In these more expensive models, there is a second 512-bit FMA unit, which enables a double FMA throughput compared to Zen 4. These models with double FMA throughput are also helped by a double throughput for the loads from the L1 cache, which is matched to the FMA throughput.
So the AVX-512 implementation in Zen 4 is superior to that in the cheaper CPUs like Tiger Lake, even without taking into account the few new execution units added in Zen 4, like the 512-bit shuffle unit.
Only the Xeon Platinum and the like of the future Sapphire Rapids will have a definitely greater throughput for the floating-point operations than Zen 4, but they will also have a significantly lower all-clock frequency (due to the inferior manufacturing process), so the higher throughput per clock cycle is not certain to overcome the deficit in clock frequency.
Yes, Intel also takes a less than "full" approach to moving from 256b to 512.
Though I think it is fair to say the Intel implementation represents kind of an intermediate state between the AMD approach (essentially no increase in execution or datapath resources outside of the shuffle) and simply extending everything 2x and a full doubling of every resource.
Essentially on SKX Intel chip behaves as if it had 2 full-width 512-bit execution ports: p01 (via fusion) and p5. For 256b it is three ports. Not all ports can do everything so the comparison is sometimes 3 vs 2 or 2 vs 1, but also sometimes 2 vs 2 (FMA operations on 2-FMA chips come to mind).
Critically, however, the load and store units were also extended to 512 bits: SKX can do 2x loads (1024 bits) and 1x store (512 bits) per cycle. This puts a hard cap on the performance of load and store heavy AVX methods, which does includes some fairly trivial but important integer operation loops like memcpy, memset and memchr type stuff which is fast enough to hit the load or store limits.
Maxing out memBW requires multiple threads because Intel cores are relatively limited in line fill buffers. I've seen around 12 GB/s per SKX core with AVX-512.
You usually don't even need AVX512 to sustain enough load/stores at the core to max out memory bandwidth "in theory": even with 256 bit loads and assuming 2/1 loads/stores per cycle (ICL/Zen 3 and newer can do more), that's 256 GB/s of read bandwidth or 128 GB/s write bandwidth (or both, at once!) at 4 GHz.
Indeed, you can reach these numbers if you always hit in L1 and come close if you always hit in L2. The load number especially is higher than almost any single socket bandwidth until perhaps very recently*: an 8-channel chip with the fastest DDR4-3200 would get 25.6 x 8 = 204.8 GB/s max theoretical bandwidth. Most chips have fewer channels and lower max theoretical bandwidth.

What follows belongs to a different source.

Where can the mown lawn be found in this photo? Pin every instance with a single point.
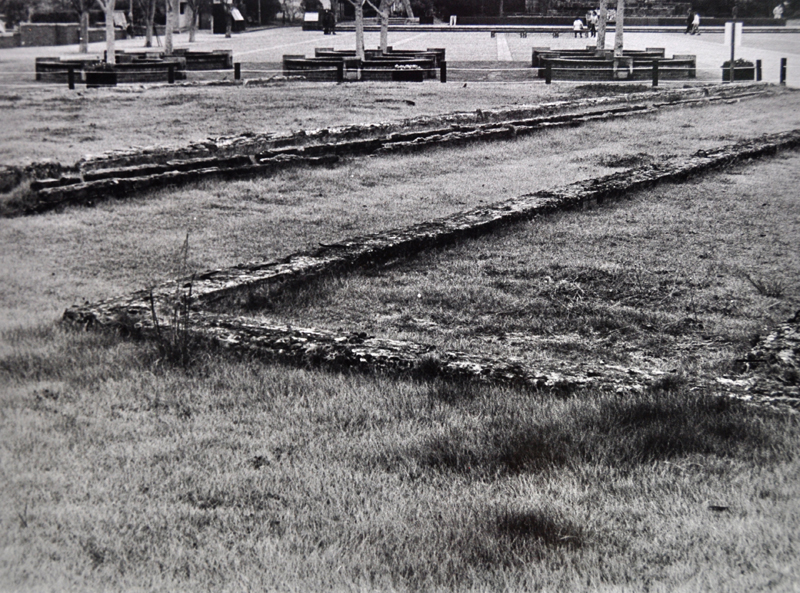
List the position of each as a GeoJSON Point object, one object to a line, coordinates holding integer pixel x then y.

However, and as a sibling comment alludes to, you generally cannot in practice sustain enough outstanding misses from a single core to actually achieve this number. E.g., with 16 outstanding misses and 100 ns latency per cache line you can only demand fetch at ~10 GB/s from on core. Actually numbers are higher due to prefetching, which both decreases the latency (since the prefetch is initiated from a component closer to the memory controller) and makes more outstanding misses available (since there are more miss buffers from L2 than there are from the core) but this to only roughly double the bandwidth: it's hard to get more than 20-30 GB/s from a single core on Intel.
This isn't a fundamental limitation which applies to every CPU however: Apple chips can extract the entire bandwidth from a single core, despite having much smaller 128-bit (perhaps 256-bit if you consider load pair) load and store instructions.
---
* Not really sure about this one: are there 16-channel DDR5 setups out there yet (16 DDR5 channels corresponds to 8 independent DIMMS so is similar to an 8-channel DDR4 setup as DDR5 has 2x channels per DIMM)?